Dodałbym do tego jeszcze jeden istotny element - potrzebę tworzenia świadomości procesowej w ramach zespołu.
- Zależało nam na tym, żeby wdrożyć narzędzie, które nie będzie czasochłonne i zbytnio obciążające dla użytkowników. Sam proces analizy czasu jest często stresogenny, a fakt, że coś zajmuje więcej czasu i trzeba wypełniać jakieś tabelki, jest trudny do zaakceptowania.
Dlatego ważne było, aby wdrożyć rozwiązanie, które będzie lekkie i nie wymagające od pracowników nadmiernego skupienia uwagi na sumowaniu czasu poświęcanego na poszczególne czynności.
W wyniku badania rynku project manager zaproponował to rozwiązanie, po kilku spotkaniach i prezentacjach doszliśmy do wniosku, że rzeczywiście jest to rozwiązanie, które może nam pomóc w osiągnięciu celu.
- Zanim jeszcze rozpoczęliśmy pracę z pomiarami, odbyliśmy w innej firmie kilka warsztatów dotyczących optymalizacji procesów z wykorzystaniem metodyki lean. Wprowadzenie narzędzia do pomiaru czasu pracy w poszczególnych procesach było jednym z zaleceń tej firmy.
Zaczęliśmy mieć dużo większą świadomość, jak czasochłonne są poszczególne procesy
Z dzisiejszej perspektywy uważam, że to była dobra decyzja, ponieważ rzeczywiście dzięki temu zaczęliśmy mieć dużo większą świadomość, jak czasochłonne są poszczególne procesy, a tej wiedzy na samym początku nie posiadaliśmy.
- Po pierwsze sam fakt zebrania informacji spowodował, że zespół uzyskał większą świadomość odnośnie tego, co jest czasochłonne, więc zaczęliśmy patrzeć na procesy w sposób bardziej świadomy.
Zaczęliśmy dostrzegać, które procesy są najbardziej obciążające zespół i na tych procesach zespół skupił się jeżeli chodzi o prace analityczne związane z badaniem danego procesu i szukaniem bardziej optymalnych rozwiązań.
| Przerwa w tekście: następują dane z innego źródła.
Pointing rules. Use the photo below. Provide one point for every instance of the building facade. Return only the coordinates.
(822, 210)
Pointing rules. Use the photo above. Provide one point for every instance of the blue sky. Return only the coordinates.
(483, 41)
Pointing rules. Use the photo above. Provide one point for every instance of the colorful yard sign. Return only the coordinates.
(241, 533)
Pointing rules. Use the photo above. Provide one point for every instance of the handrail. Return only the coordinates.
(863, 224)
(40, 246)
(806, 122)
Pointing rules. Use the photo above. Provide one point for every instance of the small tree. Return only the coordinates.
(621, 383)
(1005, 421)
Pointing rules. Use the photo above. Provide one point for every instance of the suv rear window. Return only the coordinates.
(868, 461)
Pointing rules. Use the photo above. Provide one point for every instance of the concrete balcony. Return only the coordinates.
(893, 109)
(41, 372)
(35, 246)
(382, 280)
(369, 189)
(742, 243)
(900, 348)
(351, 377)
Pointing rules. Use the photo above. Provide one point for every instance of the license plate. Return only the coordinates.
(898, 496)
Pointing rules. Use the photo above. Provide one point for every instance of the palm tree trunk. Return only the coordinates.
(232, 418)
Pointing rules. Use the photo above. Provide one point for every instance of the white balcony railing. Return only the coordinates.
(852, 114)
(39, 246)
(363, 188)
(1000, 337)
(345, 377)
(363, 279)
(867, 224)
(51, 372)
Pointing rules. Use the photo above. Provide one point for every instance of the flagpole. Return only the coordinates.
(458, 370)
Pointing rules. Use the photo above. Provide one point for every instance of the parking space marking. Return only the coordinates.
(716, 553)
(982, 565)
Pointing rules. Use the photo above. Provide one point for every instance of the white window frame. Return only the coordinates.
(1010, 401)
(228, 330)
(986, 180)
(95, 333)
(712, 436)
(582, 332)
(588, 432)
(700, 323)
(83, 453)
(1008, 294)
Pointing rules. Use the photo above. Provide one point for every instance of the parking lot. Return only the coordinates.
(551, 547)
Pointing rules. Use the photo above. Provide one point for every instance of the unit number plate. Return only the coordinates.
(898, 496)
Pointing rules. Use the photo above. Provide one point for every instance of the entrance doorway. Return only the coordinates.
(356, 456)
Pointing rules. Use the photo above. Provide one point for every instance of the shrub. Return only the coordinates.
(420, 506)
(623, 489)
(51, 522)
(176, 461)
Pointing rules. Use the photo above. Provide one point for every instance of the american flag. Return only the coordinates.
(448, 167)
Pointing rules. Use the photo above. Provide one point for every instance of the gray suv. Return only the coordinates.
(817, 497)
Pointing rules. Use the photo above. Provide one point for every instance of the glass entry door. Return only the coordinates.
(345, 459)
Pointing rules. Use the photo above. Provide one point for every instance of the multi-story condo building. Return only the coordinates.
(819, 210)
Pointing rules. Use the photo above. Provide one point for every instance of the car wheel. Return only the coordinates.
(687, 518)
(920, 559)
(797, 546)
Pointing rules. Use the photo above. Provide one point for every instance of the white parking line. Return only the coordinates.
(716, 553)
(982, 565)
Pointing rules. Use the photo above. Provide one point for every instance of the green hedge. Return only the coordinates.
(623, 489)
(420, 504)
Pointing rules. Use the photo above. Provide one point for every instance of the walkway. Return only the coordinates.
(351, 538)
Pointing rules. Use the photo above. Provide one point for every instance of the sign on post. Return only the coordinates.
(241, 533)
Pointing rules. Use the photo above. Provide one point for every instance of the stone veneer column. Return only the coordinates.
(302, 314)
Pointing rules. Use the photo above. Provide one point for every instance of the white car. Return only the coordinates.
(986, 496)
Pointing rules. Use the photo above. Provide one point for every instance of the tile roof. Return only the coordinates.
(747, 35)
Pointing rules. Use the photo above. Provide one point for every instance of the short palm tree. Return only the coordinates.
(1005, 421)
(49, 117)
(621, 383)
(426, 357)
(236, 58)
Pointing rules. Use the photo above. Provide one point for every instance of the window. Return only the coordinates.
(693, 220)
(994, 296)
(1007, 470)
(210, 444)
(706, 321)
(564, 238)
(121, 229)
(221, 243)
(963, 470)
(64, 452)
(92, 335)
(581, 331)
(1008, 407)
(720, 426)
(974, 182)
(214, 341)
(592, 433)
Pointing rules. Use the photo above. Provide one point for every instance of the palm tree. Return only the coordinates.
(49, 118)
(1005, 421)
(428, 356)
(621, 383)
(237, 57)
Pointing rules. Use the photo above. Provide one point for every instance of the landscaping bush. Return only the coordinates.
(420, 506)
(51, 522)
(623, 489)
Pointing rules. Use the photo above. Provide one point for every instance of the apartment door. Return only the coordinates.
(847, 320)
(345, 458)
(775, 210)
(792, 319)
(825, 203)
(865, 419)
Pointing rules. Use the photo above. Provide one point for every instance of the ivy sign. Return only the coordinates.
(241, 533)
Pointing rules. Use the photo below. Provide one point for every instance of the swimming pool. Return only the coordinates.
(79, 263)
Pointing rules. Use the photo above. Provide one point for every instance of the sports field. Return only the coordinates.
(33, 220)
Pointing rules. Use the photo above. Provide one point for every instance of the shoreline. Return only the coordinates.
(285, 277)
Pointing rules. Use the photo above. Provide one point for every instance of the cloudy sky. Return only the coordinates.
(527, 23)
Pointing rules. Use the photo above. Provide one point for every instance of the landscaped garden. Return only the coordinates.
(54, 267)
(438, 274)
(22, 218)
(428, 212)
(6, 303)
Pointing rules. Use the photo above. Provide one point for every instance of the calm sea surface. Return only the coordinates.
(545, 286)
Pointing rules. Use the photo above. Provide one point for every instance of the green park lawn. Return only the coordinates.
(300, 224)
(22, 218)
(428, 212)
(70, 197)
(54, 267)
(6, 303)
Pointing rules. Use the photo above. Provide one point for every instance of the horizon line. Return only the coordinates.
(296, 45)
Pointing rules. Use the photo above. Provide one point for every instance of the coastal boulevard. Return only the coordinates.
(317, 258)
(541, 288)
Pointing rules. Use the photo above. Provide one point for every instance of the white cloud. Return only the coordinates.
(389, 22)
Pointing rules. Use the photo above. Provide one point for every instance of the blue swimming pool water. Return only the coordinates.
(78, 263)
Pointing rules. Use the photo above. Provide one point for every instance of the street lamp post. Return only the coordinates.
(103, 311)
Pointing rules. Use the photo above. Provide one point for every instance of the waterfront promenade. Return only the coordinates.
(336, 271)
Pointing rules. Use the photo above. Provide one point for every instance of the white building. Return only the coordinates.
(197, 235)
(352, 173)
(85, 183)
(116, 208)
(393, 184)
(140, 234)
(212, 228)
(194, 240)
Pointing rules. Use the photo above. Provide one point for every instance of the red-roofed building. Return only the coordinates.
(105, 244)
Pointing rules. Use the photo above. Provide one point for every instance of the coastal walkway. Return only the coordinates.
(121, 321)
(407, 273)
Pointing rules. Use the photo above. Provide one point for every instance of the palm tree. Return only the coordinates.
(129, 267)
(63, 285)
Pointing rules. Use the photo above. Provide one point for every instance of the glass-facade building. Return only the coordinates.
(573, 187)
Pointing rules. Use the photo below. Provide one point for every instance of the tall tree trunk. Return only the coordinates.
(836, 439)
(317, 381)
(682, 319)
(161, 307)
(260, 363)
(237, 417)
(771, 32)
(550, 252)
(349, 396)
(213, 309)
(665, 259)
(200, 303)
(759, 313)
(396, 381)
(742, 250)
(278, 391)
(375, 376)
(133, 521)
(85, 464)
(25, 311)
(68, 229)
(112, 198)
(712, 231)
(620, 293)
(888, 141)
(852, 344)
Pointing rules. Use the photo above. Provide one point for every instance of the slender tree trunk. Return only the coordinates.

Przypomnę, że chodziło o trzy zespoły, które ze sobą współpracowały. Każdy zespół miał swoje własne doświadczenia i praktyki. Dzięki narzędziu udało się wprowadzić najlepsze praktyki w wybranych obszarach w ramach wszystkich zespołów. To dało nam bardzo wymierne korzyści jeżeli chodzi o udział czasu spędzanego na poszczególnych procesach.
To co też zostało osiągnięte wskutek naszej współpracy - i taki był też jeden z celów projektu - to zbudowanie wewnętrznej struktury samoorganizującej się jeżeli chodzi o optymalizację procesów. Dziś nie są to działania narzucane odgórnie. Oczywiście ja, jako osoba odpowiedzialna, sponsor projektu, monitoruję i nadzoruję - nazwijmy to - generalny wskaźnik ciężkości całego procesu zmian, natomiast sam zespół w ramach swojej odpowiedzialności ma osoby, które zajmują się koordynacją pomysłów optymalizacyjnych i komunikacją wewnętrzną w tym obszarze.
Zespół samodzielnie wprowadza zmiany, które też łatwiej akceptuje
To powoduje, że zespół samodzielnie wprowadza zmiany, które też łatwiej akceptuje. Członkowie zespołu sami widzą, że są to zmiany, które dają im realne, wymierne korzyści, a narzędzie - czyli Harmodesk - pomaga nam na samym końcu uzyskać konkretną odpowiedź ile zaoszczędziliśmy na danym procesie.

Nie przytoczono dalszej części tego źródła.